サラサーテとは?ツィゴイネルワイゼンで知られるヴァイオリニストにして作曲家の生涯をわかりやすく解説

こんにちは!歴史ワールド管理人のふみこです。

今回は、『ツィゴイネルワイゼン』の作曲者として有名な19世紀のスペイン出身ヴァイオリニストにして作曲家、サラサーテの生涯を解説します。

サラサーテという名前は一般にはあまり知られていませんが、『ツィゴイネルワイゼン』という曲名や衝撃的な冒頭のメロディは、誰もが1度は聞いたことがあると思います。

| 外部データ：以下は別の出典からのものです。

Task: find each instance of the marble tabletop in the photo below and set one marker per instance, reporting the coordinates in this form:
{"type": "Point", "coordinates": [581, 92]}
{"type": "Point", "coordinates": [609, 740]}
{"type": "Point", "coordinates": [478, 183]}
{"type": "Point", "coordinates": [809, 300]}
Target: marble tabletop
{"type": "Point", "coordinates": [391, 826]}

ヴァイオリンの超絶技巧といえばこの曲です。

他にも『カルメン幻想曲』などいくつかの曲を作曲している一方で、ヴァイオリンの腕前も凄まじく、19世紀ヴァイオリニストを代表する人物としても知られています。

この記事では、まず当時の世界とスペインの時代背景と音楽史について分かりやすく解説し、サラサーテの生涯を追っていきます。そして最後に、管理人によるサラサーテ作曲『ツィゴイネルワイゼン』のヴァイオリン演奏動画を載せています。

目次

サラサーテが生きた頃の時代背景

世界の状況

サラサーテは、西暦1844年3月10日にスペインのパンプローナで生まれ、1908年9月20日にフランスのビアリッツにて64歳で生涯を終えます。19世紀半ばから20世紀初頭に生きた人物です。この時期は、ウィーン体制が崩壊して欧州諸国が自由主義化と産業革命を遂げ、帝国主義列強による世界の植民地化が進んだ時代でした。

ウィーン体制によって一時的に絶対王政が復活しますが、自由主義・ナショナリズムを求める動きは止められず、各地で反乱や革命が起き、1848年にウィーン体制は崩壊します。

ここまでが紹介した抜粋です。